Fifty-three placement procedures were attempted in 33 patients. One procedure was excluded from data analysis. Successful catheterizations, occurrence rates of complications, number of attempts, and number of catheter kits used were recorded. In the analysis, 52 catheterization procedures were studied. Twelve (44%) catheters were successfully placed from 27 attempts using the landmark technique vs. 23 (92%) successful catheterizations during 25 ultrasound procedures (p = .0003). Fifteen failed landmark technique attempts had ultrasound salvage attempted, with 12 (80%) catheters successfully inserted. Eleven complications (minor) occurred in 27 attempts of subclavian venous catheterization using conventional landmark technique vs. one complication (minor) in 25 attempts of subclavian venous catheterization with ultrasound guidance (p = .002). There were no major complications in either group. The landmark group required an average of 2.5 venipunctures and 1.4 catheter kits per attempted catheterization.
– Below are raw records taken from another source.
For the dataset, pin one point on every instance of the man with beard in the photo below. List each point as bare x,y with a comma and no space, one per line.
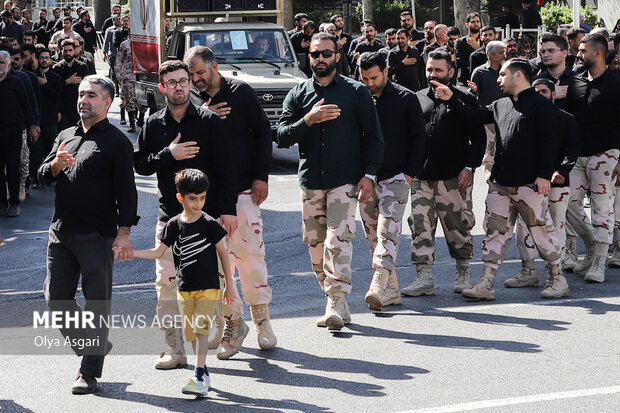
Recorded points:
568,149
406,64
521,175
180,136
402,125
593,100
443,188
248,132
334,121
479,57
554,51
71,72
95,206
466,45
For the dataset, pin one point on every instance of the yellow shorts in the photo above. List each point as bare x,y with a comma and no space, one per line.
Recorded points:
198,311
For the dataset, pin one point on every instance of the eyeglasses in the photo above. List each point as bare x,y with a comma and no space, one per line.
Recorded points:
325,53
172,84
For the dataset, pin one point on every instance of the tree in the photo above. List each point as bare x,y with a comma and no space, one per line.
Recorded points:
461,9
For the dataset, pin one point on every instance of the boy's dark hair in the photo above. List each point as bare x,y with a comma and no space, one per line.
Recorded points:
191,181
545,82
370,59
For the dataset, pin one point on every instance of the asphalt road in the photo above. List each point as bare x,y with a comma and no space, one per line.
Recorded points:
439,353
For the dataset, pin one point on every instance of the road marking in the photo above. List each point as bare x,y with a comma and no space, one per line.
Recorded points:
535,398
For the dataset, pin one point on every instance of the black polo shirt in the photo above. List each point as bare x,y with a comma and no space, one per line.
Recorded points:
98,193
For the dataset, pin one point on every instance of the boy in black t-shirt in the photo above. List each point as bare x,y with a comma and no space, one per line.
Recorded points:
195,238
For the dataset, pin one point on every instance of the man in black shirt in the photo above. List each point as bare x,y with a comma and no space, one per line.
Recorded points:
592,99
402,125
406,66
96,205
72,72
177,137
565,158
445,182
521,175
466,45
248,132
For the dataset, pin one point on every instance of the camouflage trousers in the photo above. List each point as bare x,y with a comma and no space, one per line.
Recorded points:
443,200
594,173
382,217
128,95
503,205
328,229
558,204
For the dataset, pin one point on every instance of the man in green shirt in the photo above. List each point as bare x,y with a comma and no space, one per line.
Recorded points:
335,123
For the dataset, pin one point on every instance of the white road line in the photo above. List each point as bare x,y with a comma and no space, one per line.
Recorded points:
485,404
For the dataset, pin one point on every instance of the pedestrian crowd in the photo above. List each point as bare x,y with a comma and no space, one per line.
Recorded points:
377,126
The ultrasound group required an average of 1.4 venipuncture attempts and 1.0 insertion kit. The statistical significance in differences in groups for the average number of venipunctures was p = .0007 and average number of kits used was p = .0003.
Ultrasound guidance improves the success rate of subclavian venous catheterization performed by less experienced operators. There were no major complications in either group. Ultrasound guidance is usually successful in allowing performance of subclavian venous catheterizations when landmark techniques fail.
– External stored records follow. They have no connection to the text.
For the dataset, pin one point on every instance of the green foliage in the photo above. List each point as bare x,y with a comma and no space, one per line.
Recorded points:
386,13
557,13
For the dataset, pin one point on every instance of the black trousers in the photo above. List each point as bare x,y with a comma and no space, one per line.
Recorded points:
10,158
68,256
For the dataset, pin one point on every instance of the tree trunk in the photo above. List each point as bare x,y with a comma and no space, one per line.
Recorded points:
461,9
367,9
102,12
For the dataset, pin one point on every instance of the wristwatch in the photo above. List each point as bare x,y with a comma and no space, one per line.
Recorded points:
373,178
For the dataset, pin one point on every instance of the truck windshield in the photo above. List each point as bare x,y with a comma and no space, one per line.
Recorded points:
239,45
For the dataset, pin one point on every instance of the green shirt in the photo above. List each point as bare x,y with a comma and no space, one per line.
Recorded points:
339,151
确定超声引导下由经验不足的操作人员进行锁骨下静脉置管是否能安全实施并提高成功率。
前瞻性随机研究。
一家拥有524张床位的社区三级护理教学医院的20张床位的创伤外科-内科重症监护病房。
在决定进行中心静脉置管后,获得知情同意,然后经验不足的操作人员尝试为33例重症患者插入锁骨下导管。
尝试通过体表标志技术、超声技术或体表标志法尝试失败后用超声辅助的方法进行导管置入。使用随机数字表随机确定使用的置管技术。
对33例患者进行了53次置管操作。有1次操作被排除在数据分析之外。记录成功置管情况、并发症发生率、尝试次数和使用的导管套件数量。在分析中,研究了52次置管操作。采用体表标志技术进行27次尝试,成功置入12根(44%)导管;而在25次超声引导操作中有23次(92%)成功置管(p = 0.0003)。体表标志技术失败的15次尝试中有12次进行了超声辅助,其中12根(80%)导管成功插入。采用传统体表标志技术进行27次锁骨下静脉置管尝试中有11例(轻微)并发症,而在超声引导下进行25次锁骨下静脉置管尝试中有1例(轻微)并发症(p = 0.002)。两组均无严重并发症。体表标志组每次置管平均需要2.5次静脉穿刺和1.4个导管套件。超声组平均需要1.4次静脉穿刺尝试和1.0个插入套件。两组静脉穿刺平均次数差异的统计学意义为p = 0.0007,使用套件的平均数量差异为p = 0.0003。
超声引导提高了经验不足的操作人员进行锁骨下静脉置管的成功率。两组均无严重并发症。当体表标志技术失败时,超声引导通常能成功进行锁骨下静脉置管。